Whitworth University introduces its new president
Scott McQuilkin has a long history with the north Spokane institution
Whitworth University introduced a native son as its president today [Friday].
Scott McQuilkin is a Whitworth alumnus who took over as interim president last summer when then-President Beck Taylor left to lead Samford University in Alabama. He has been affiliated with Whitworth for most of the last 40 years, as a student, coach, faculty member and administrator.
During a Friday ceremony in which he was introduced to the Whitworth community, McQuilkin recounted the story in which he says his athletic career at the university ended, but his academic career began. He was a student-athlete on the baseball team in the mid-1980s when he hurt his shoulder diving to a base during a game. After months of recovery and rehab, he says he recognized he could no longer play, so he took a job as Whitworth’s assistant baseball coach. When the head coach left, McQuilkin took over the reins at the age of 22, the youngest coach in the nation, he said.
“That led to a faculty appointment, that led to me pursuing a doctorate (at Penn State). It led to an appointment as athletic director, to vice president for advancement and now standing here,” he said.
McQuilkin will serve as Whitworth’s 19th president, but only the third in the last 28 years, after Taylor and Taylor’s predecessor, Bill Robinson.

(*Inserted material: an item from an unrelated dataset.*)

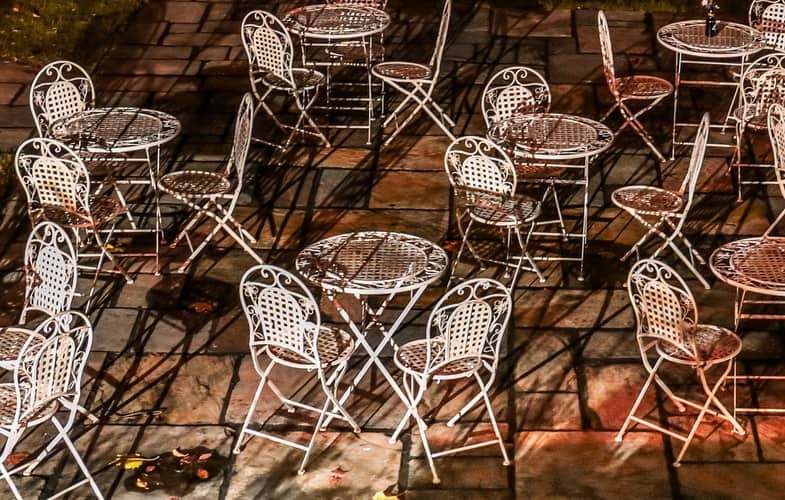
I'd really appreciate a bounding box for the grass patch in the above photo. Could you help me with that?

McQuilkin says he inherits a university that is in a strong position.
“We’ve come out of an incredibly successful 10-year strategic plan, Whitworth 2021, and we advanced every aspect of the institution, academics, residence life, our commitment to the liberal arts, diversity, equity and inclusion, spiritual life, facilities, endowment, all across the board.”
In terms of current projects, he says Whitworth will soon begin work on a new five-year strategic plan. It will dedicate a new on-campus health sciences building this spring. It’s also raising money for a new engineering and physics building. This fall, it will begin offering doctoral degrees in physical and occupational therapy.

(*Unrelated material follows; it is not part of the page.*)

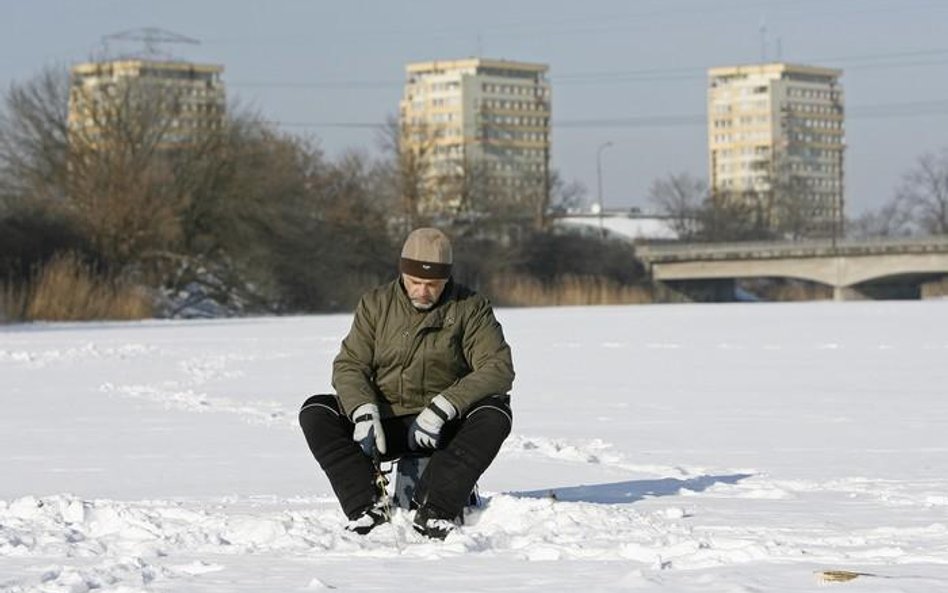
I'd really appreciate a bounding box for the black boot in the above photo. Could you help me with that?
[346,501,391,535]
[411,505,458,540]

McQuilkin referred to Whitworth’s high rankings in publications that score universities for academic strength and value.
“We’re in the equipping business,” he said. “Our people equip students intellectually, spiritually, relationally and emotionally, such that when they move into their work, their community, their churches, their families, their vocations, they take all of their skills, their talents, their training, their full personhoods and apply a redemptive arc to wherever they find themselves.”

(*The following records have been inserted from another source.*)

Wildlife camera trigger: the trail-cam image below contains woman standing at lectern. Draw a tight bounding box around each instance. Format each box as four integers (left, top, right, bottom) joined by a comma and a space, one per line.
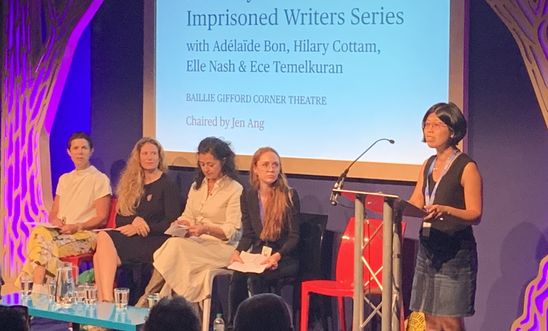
410, 103, 482, 330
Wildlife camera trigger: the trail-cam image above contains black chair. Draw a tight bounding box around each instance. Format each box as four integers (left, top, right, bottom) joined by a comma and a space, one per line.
271, 213, 334, 330
116, 263, 154, 306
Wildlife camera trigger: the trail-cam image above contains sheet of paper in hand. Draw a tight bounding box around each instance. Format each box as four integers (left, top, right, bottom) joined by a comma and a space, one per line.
228, 252, 267, 274
164, 222, 188, 237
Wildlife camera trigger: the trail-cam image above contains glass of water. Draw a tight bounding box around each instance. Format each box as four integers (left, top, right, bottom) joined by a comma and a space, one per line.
114, 287, 129, 309
74, 285, 86, 303
85, 284, 97, 305
147, 293, 160, 308
20, 274, 32, 297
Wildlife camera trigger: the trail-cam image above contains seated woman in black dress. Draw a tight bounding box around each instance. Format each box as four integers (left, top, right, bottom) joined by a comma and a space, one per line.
229, 147, 300, 321
93, 137, 182, 301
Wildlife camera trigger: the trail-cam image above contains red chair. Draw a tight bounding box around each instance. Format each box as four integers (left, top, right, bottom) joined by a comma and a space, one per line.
59, 197, 116, 281
301, 217, 405, 331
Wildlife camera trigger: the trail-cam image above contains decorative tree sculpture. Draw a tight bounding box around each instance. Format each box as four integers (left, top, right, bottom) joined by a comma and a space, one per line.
0, 0, 103, 278
487, 0, 548, 127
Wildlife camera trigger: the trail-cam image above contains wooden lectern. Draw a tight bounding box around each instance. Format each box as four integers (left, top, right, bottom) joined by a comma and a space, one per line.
333, 189, 426, 331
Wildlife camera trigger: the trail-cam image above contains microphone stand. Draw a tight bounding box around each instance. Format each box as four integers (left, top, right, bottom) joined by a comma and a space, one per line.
329, 138, 395, 206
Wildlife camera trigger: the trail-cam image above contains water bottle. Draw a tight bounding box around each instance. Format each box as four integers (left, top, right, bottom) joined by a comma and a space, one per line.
213, 314, 225, 331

Initially McQuilkin wasn’t a candidate for the position. Brian Kirkpatrick, the president of the university’s board of trustees, said McQuilkin decided after he was elevated to interim president that he shouldn’t apply because that would scare away potential applicants. The position attracted 60 people, but none, Kirkpatrick said, who was as good a fit as the guy who didn’t apply. Eventually, he says, the trustees asked McQuilkin if he would accept the post and McQuilkin agreed.
He will officially take over as Whitworth’s president on February 1. His investiture ceremony will be held in the fall.